The identification of surrogate markers for long‐term outcomes in patients with metastatic colorectal cancer (mCRC) may help in designing treatment regimens. The aim of this study was to assess whether two‐dimensional response (2‐DR) can serve as a new surrogate marker for overall survival (OS) in patients with mCRC. The study group consisted of 99 patients with mCRC from two independent cohorts who were treated with oxaliplatin‐based chemotherapy plus bevacizumab. Two‐dimensional response was defined as an area enclosed by coordinate points, including early tumor shrinkage at 8 weeks, depth of response at nadir, and 20% increase over nadir at progression. Each variable was weighted by its contribution rate to OS. The model was developed and internally validated in the learning cohort, and the performance of this model was externally verified in the validation cohort. Spearman correlation coefficients for 2‐DR and OS in the learning and validation cohorts were 0.593 and 0.661, respectively. The C‐indexes in predicting OS were 0.724 (95% confidence interval, 0.623–0.815) in the learning cohort and 0.762 (95% confidence interval, 0.651–0.873) in the validation cohort. Overall survival was significantly longer in patients with high 2‐DR values than in patients with low 2‐DR values in both the learning (37.0 vs. 24.1 months, P < 0.001) and validation (41.2 vs. 20.4 months, P < 0.001) cohorts. In contrast, differences in early tumor shrinkage and depth of response were not statistically significant. Multivariate analyses showed that 2‐DR was an independent prognostic factor for OS.

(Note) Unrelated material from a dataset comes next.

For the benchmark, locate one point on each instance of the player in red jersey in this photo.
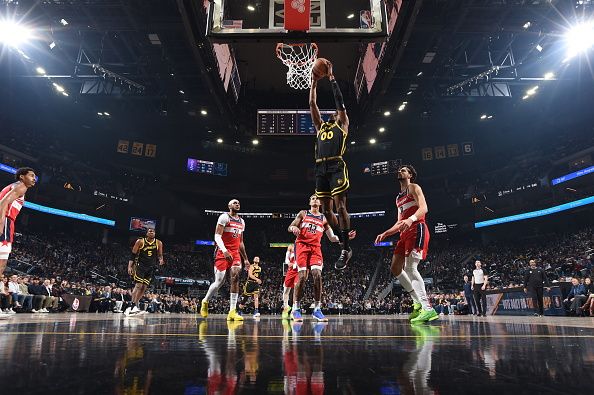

机译:确定转移性结直肠癌(mCRC)患者长期预后的替代指标可能有助于设计治疗方案。这项研究的目的是评估二维反应(2-DR)是否可以作为mCRC患者总体生存(OS)的新替代指标。该研究组由来自两个独立队列的99例mCRC患者组成,他们接受了以奥沙利铂为基础的化疗加贝伐单抗的治疗。二维反应定义为由坐标点包围的区域,包括8周时早期肿瘤缩小,最低点处的反应深度以及进展时比最低点增加20%。每个变量均按其对操作系统的贡献率加权。该模型已开发并在学习队列中进行了内部验证,并且该模型的性能在验证队列中进行了外部验证。在学习和验证队列中2-DR和OS的Spearman相关系数分别为0.593和0.661。在学习队列中,预测OS的C指数为0.724(95%置信区间,0.623-0.815),在验证队列中,C指数为0.762(95%置信区间,0.651-0.873)。在学习(37.0 vs. 24.1个月,P <0.001)和验证(21.2 vs. 20.4个月,P <0.001)方面,高2‐DR值的患者的总体生存期显着长于低2‐DR值的患者队列。相反,早期肿瘤缩小和反应深度的差异无统计学意义。多因素分析表明2-DR是OS的独立预后因素。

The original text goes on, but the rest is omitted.